Mapping the Hourly Wage Needed to Rent a 2-Bedroom Apartment in Every U.S. State - aerick
http://www.citylab.com/housing/2015/05/mapping-the-hourly-wage-needed-to-rent-a-2-bedroom-apartment-in-every-us-state/394142/
======
Brendinooo
This sort of stuff rubs me the wrong way.

I live about 20 minutes outside of Pittsburgh. When I graduated college 6
years ago, I held down a restaurant job while doing an internship that would
eventually lead to my first full-time job in my field. I had a roommate who
worked at a hotel. We found a two-bedroom apartment (a house split into 3
units) that was going for $425/month plus utilities.

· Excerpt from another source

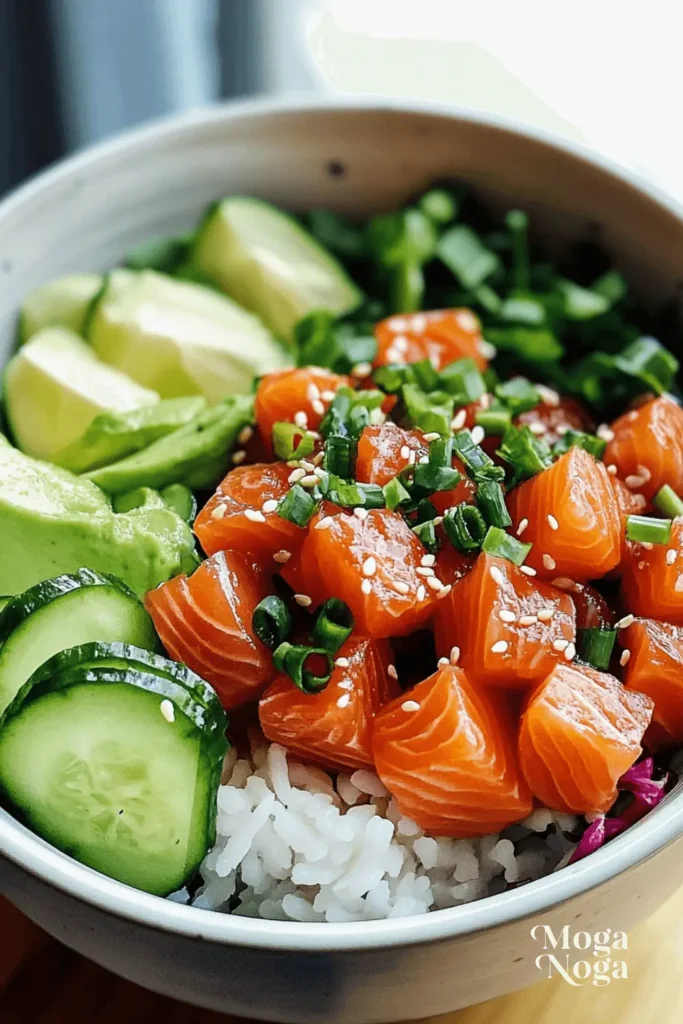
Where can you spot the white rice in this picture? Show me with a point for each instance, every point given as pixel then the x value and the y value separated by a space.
pixel 297 844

Because we split, I had
to pay about $300/month to keep a roof over my head. I think I was making
$8/hr, so the first week of the month mostly covered my living expenses (not
including taxes and the like of course). Very different than the 78 hours that
shows for PA.

Anecdotal, I know, but the point being that if you're willing to make
tradeoffs, you can find a way to live. My friend in Manhattan takes on two
roommates to make his rent affordable. After my spouse and I got a house, we
rented out our spare bedroom for a time to help pay down school loans and
provide an affordable space for friends. I always remind myself that my
grandmother was one of 13 children in a 3-bedroom home, and that many
immigrant families of her generation had a boarder to help cover costs.

There are always edge cases that need to be dealt with compassionately - the
single, unskilled mom with a few kids, etc. But the underlying assumption of
articles like this seems to be that minimum wage should get you a 2BR
apartment, and that's a premise that I don't agree with.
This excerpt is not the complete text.